Prime Minister Benjamin Netanyahu ordered the police to mobilize “all reserve border police units,” the prime minister’s office said after the attack in Tel Aviv, which took place during the Sabbath and Passover holidays. In addition, Netanyahu instructed the army to “mobilize additional forces to counter the terrorist attacks,” the office said.
The police in Tel Aviv spoke of a “terrorist attack on civilians” in which a vehicle was used as a battering ram. The driver was killed.
According to the Italian government, the tourist killed was a 36-year-old man. Seven other tourists between the ages of 17 and 74 were injured, according to police and rescue workers. According to a Tel Aviv hospital, three Britons and one Italian were among the injured.

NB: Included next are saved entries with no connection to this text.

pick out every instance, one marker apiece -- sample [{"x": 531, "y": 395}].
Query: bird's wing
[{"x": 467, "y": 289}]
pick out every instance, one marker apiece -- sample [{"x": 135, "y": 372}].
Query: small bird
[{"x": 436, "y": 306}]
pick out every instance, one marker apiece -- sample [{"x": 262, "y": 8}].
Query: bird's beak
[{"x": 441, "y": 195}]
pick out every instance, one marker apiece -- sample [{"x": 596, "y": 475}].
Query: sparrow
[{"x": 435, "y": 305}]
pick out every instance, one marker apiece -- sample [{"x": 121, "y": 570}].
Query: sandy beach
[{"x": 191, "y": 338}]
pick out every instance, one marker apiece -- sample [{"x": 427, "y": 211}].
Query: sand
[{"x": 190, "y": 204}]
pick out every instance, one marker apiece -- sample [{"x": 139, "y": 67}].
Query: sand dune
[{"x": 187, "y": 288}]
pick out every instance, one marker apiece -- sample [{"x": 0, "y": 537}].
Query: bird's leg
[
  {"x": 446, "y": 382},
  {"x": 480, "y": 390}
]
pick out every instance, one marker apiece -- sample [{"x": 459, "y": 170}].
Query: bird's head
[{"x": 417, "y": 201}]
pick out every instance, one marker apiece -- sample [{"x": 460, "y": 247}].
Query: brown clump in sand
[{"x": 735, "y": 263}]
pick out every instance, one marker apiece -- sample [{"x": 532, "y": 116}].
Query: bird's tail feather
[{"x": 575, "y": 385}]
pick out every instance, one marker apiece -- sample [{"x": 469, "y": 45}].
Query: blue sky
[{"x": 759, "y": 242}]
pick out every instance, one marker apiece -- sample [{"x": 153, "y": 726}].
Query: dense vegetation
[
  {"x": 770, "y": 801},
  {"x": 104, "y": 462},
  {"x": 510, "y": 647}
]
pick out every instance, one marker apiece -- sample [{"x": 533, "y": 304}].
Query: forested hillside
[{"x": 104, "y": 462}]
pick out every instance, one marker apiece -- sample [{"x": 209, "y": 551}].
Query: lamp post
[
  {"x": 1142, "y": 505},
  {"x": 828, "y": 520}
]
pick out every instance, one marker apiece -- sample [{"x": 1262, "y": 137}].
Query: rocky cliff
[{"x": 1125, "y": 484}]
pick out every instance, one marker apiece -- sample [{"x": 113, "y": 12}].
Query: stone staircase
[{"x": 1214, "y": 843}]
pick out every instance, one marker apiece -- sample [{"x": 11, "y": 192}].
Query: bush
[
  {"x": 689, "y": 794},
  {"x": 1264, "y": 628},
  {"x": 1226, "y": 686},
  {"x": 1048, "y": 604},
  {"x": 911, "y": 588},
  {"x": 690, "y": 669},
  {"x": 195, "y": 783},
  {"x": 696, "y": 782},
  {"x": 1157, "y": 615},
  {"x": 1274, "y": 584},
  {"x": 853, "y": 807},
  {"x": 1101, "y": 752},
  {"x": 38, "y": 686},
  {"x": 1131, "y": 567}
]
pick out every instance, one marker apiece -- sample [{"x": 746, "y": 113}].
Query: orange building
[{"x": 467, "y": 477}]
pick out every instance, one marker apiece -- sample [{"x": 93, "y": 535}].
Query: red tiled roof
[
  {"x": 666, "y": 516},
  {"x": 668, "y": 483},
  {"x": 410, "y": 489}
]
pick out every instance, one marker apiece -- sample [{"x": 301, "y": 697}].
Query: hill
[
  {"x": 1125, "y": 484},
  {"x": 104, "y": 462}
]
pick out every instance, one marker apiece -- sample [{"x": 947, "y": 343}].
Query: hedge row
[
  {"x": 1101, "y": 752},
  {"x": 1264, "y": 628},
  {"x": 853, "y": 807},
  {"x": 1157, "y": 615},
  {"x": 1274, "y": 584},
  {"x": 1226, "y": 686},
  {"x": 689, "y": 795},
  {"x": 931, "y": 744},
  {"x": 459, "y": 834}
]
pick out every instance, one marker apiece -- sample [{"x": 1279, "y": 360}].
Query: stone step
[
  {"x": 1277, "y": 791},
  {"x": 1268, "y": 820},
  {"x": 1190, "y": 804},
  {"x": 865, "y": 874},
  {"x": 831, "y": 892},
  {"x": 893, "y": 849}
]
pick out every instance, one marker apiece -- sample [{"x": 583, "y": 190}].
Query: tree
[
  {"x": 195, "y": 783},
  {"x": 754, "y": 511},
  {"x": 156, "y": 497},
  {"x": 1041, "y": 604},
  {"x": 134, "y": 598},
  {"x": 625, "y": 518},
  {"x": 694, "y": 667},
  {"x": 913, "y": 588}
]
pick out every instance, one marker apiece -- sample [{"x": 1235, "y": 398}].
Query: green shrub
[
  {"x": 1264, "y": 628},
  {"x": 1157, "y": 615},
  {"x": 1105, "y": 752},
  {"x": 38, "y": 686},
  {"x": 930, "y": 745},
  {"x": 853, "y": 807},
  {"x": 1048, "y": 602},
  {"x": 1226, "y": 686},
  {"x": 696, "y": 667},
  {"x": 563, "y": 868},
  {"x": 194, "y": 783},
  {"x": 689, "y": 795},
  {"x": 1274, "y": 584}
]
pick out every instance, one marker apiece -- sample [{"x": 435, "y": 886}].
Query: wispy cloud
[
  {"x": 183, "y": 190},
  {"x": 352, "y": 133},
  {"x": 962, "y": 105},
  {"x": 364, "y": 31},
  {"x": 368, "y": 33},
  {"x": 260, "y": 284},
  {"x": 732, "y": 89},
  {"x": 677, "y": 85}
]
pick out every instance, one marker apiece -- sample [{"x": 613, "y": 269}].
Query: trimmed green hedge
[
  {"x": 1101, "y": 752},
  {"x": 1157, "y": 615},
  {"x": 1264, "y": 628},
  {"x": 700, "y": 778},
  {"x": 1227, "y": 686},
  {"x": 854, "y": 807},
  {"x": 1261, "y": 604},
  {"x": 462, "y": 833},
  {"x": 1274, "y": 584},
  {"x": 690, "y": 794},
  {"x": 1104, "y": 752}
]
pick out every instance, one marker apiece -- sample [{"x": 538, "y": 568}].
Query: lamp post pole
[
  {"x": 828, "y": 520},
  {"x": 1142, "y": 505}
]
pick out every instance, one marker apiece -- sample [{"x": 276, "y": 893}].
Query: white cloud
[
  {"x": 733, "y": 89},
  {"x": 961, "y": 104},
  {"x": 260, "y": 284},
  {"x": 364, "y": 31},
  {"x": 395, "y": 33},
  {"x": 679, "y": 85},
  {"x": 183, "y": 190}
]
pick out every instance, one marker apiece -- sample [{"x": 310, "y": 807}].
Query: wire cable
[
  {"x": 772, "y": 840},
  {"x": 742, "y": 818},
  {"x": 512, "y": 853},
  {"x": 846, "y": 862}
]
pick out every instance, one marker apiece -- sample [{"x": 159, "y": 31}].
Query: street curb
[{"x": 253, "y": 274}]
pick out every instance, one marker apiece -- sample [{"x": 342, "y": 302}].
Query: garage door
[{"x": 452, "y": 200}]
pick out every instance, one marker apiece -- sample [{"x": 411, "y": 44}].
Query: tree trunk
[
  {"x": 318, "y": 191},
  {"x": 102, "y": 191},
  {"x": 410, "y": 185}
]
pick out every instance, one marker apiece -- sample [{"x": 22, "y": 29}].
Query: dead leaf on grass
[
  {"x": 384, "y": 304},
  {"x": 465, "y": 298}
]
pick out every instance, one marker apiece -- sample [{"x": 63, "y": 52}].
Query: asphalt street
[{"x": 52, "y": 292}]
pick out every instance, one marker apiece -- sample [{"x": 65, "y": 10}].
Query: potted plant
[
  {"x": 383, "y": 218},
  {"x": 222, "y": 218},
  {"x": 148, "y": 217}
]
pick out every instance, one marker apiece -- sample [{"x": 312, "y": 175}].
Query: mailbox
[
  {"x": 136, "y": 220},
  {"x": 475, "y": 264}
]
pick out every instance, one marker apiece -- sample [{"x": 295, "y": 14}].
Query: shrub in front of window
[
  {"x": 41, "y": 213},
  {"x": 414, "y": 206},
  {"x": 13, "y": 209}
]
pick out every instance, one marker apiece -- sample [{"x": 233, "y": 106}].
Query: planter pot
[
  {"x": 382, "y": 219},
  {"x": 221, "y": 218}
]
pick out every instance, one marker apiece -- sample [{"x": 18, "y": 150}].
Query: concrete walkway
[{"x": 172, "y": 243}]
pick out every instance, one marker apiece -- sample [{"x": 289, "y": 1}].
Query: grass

In the Israeli-occupied West Bank, two sisters, aged 16 and 20, from the settlement of Efrat had previously been killed in a gun attack. Her mother was seriously injured. The Israeli army said the vehicle was attacked by Palestinians north of the Jordan Valley. The sisters therefore had Israeli and British nationality. No one initially claimed responsibility for the attack.
The US condemned the attacks “on innocent civilians”. The State Department in Washington emphasized Israel’s right to self-defense. “The United States stands with the Israeli government and the Israeli people,” said ministry spokesman Vedant Patel.
The situation in the Middle East has deteriorated massively in the midst of the Jewish Passover holiday and the Muslim month of fasting. The escalation follows clashes between Palestinians and Israeli police in midweek at the al-Aqsa Mosque in Jerusalem, Islam’s third holiest site. Judaism reveres the Temple Mount there as its holiest place.
The deployment of the Israeli police had sparked international criticism, and Hamas, the ruling party in the Gaza Strip, spoke of an “unprecedented crime” committed by Israel during Ramadan.
At least 34 rockets were “launched from Lebanon into Israeli territory” on Thursday, the Israeli army said. Five rockets landed in northern Israel and 25 others were intercepted. It was the most violent escalation on the border since the confrontation between the radical Islamic militia Hezbollah and Israel in the Lebanon war in 2006.
Israel responded with attacks on targets in Lebanon and the Gaza Strip, the army said. According to the information, “infrastructure” of the radical Islamic Palestinian organization Hamas was attacked in Lebanon in an area where a Palestinian refugee camp is also located. The Lebanese army said it had discovered and destroyed launch pads in southern Lebanon.
Israel accused Palestinian activists of being behind the shelling during the Jewish Passover holiday that left at least one person injured. “We know for sure that it was Palestinian fire,” said army spokesman Richard Hecht. “It could be Hamas, it could be Islamic Jihad, we’re trying to find out – but it wasn’t Hezbollah.”
On Friday evening, the Israeli army announced that it had shot down a drone that had entered its own airspace from Lebanon. She did not initially provide any further details.